Control of somatic tissue differentiation by the long non-coding RNA TINCR.

Kretz M, Siprashvili Z, Chu C, Webster DE, Zehnder A, Qu K, Lee CS, Flockhart RJ, Groff A, Chow J, Johnston D, Kim G, Spitale RC, Flynn RA, Zheng G, Aiyer S, Raj A, Rinn JL, Chang HY & Khavari PA. NATURE (2013).

Long noncoding RNAs (lncRNAs) act by a host of mechanisms to impact genomic expression.
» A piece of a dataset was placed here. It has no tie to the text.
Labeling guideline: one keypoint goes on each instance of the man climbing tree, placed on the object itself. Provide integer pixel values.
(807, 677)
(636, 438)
To identify lncRNAs with essential roles in differentiation, we undertook a systematic screen to identify Terminal differentiation Induced NonCoding RNA (TINCR).  TINCR controlled expression of hundreds of genes by a novel post-transcriptional mechanism that involved complementary base pairing by TINCR to target mRNAs through a 25nt “TINCR” box sequence.  TINCR stabilized bound differentiation gene mRNAs in concert with the Staufen 1 protein, demonstrating an entirely new mechanism for lncRNA action.